The plaintiff’s submissions

  1. Counsel for the plaintiff emphasised the hard nature of the plaintiff’s pre-accident employment; which involved close contact with persons with physical and psychological disabilities. FACS would not have employed him in 2013 if they did not consider him physically capable of undertaking the work. There was a vigorous component of physical labour, involving washing, showering, toileting and dressing these people. Necessarily, the work required Mr Doyle to have a high level of physical capacity. But Mr Doyle said he ‘loved’ doing the work. He was a dedicated and competent disability support worker.

  2. Granted that he sustained work injuries from an incident on 31 March 2014, the plaintiff’s Counsel submitted that from 8 August 2014, the plaintiff was able to resume his prior work activity following problems with his neck and right foot, and worked for the remainder of 2014 and until March 2015 without incident.

  3. The plaintiff acknowledges having difficulties with his knees, left ankle and feet following the work incident sustained on 1 March 2015. But on 1 June 2015, he was certified by Dr Imran as being fit for work. As at the date of the subject accident, Mr Doyle was on a trajectory to return to work to the situation he had been in as at 1 March 2015.

  4. After the accident, the plaintiff increased his hours of work through August to October 2015. By October 2015, he was working 39 hours a fortnight. The plaintiff submitted that the increase in his fortnightly hours caused his right elbow condition to flare up and rendered him totally unfit to work, for the period 15 October to 1 November 2015.

  5. The plaintiff submitted that the work injuries sustained in January 2016 did not disqualify the plaintiff from entitlement to past economic loss.

  6. The plaintiff submitted that the motor vehicle accident caused a significant restriction on his capacity to work as a disability support worker and otherwise significantly disadvantaged him on the open labour market. Counsel for the plaintiff accepted that the plaintiff was totally and permanently incapacitated; at least in relation to work involving constant repetitive lifting and use of the upper arms.

  7. Counsel for the plaintiff acknowledged that the Court may take into account other disabling injuries or conditions adversely affecting the plaintiff, but nonetheless, the injury to the plaintiff’s right arm itself performed a very important bodily function for the manual occupation that the plaintiff was capable of performing. This entitles him to awards for both past and future losses.

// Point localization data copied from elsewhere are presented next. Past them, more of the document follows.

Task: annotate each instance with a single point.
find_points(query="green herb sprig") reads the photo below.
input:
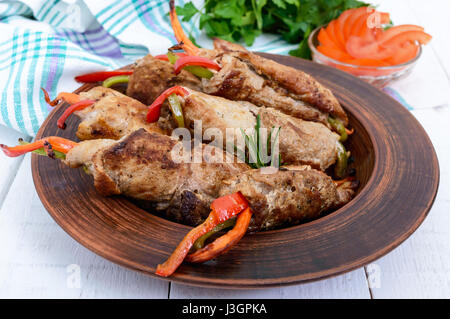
(244, 20)
(254, 143)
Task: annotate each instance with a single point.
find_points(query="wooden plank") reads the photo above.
(8, 165)
(350, 285)
(418, 89)
(39, 260)
(433, 15)
(420, 267)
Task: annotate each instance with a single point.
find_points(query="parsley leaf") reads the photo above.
(244, 20)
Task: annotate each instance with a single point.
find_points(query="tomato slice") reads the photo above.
(325, 40)
(332, 30)
(350, 22)
(408, 36)
(405, 53)
(394, 31)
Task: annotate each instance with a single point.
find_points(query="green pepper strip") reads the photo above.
(175, 107)
(116, 80)
(200, 243)
(339, 127)
(341, 165)
(194, 69)
(41, 151)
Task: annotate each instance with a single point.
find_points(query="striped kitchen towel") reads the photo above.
(47, 43)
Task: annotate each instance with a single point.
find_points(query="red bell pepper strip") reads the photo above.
(154, 110)
(70, 98)
(227, 207)
(74, 107)
(100, 76)
(195, 60)
(224, 243)
(164, 57)
(58, 143)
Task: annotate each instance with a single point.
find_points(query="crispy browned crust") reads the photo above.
(141, 166)
(285, 197)
(152, 76)
(112, 116)
(296, 82)
(301, 142)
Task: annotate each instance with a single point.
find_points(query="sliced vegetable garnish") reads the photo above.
(223, 209)
(169, 55)
(228, 206)
(358, 37)
(340, 168)
(200, 243)
(70, 98)
(176, 109)
(195, 60)
(100, 76)
(116, 80)
(154, 110)
(225, 242)
(58, 143)
(74, 107)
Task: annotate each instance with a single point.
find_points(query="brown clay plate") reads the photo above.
(395, 162)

  8. By reference to his tax returns, his net earnings prior to the accident were $625.88 per week. The financial year 2014-15 was the appropriate benchmark. But Counsel for the plaintiff, diverging from the way the claims for earning capacity were particularised and then summarised in the schedule of damages, submitted that the Court should identify some figure for weekly earnings which reflected the component referable to the loss of capacity generated by the impairment of the plaintiff’s elbow.

  9. An award for future loss, up to the retirement age of 67 (not up to age 72, as had been claimed in the plaintiff’s schedule of damages) should be made on the basis of the incapacitating effects of the injuries caused. What those incapacitating effects were not identified. But Counsel submitted, that the future assumptions (but for the accident) that the Court should make to justify this award, is that he would have gone to work and received treatment to deal with his other complaints, relating to his knees, his ankles. Counsel emphasised that in the circumstances that occurred, the plaintiff’s concerns about his neck and shoulders were not quite so severe.

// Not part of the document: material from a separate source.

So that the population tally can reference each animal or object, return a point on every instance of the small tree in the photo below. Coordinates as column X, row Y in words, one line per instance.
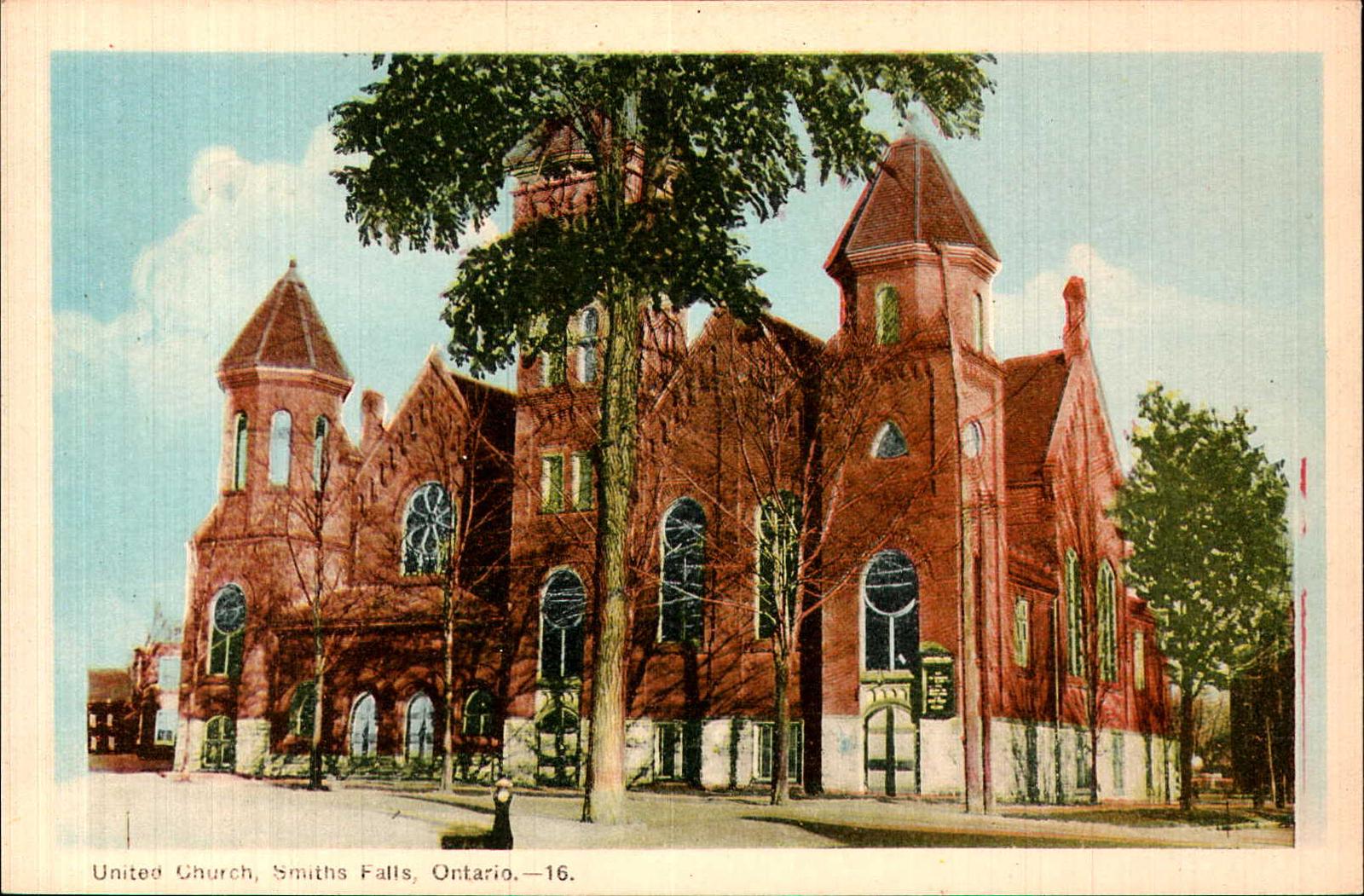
column 1205, row 512
column 679, row 149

Defendant’s submission in reply

  1. Since there was movement in the formulation of the plaintiff’s claims for past and future economic loss, the defendant’s Counsel was granted the opportunity to make oral submissions in reply.

  2. The defendant’s Counsel reiterated that the claims failed on account of the medical issues. But alternatively, they should also fail for want of proof of the hours that the plaintiff would have worked, and the earnings he would have made, when he stopped work in April 2016.

Consideration

Principles

  1. It is trite that the object of compensation in tort is to place the injured plaintiff in the position he would have been in as if he had not been injured by the defendant’s tortious conduct. The plaintiff brings claims for past and future economic loss under ss 125 and 126 of the MAC Act. The plaintiff is relevantly to be compensated for the financial consequences flowing from the injury to his right elbow caused by the defendant’s negligence. That is to say, what is being compensated is a diminution in the capacity to earn because of his injury to that elbow. Further, no damages are recoverable for loss or diminution of earning capacity unless the loss or diminution is productive of financial loss (Graham v Baker (1961) 106 CLR 340 at 347; Husher v Husher (1999) 197 CLR 138 at 143 [7]).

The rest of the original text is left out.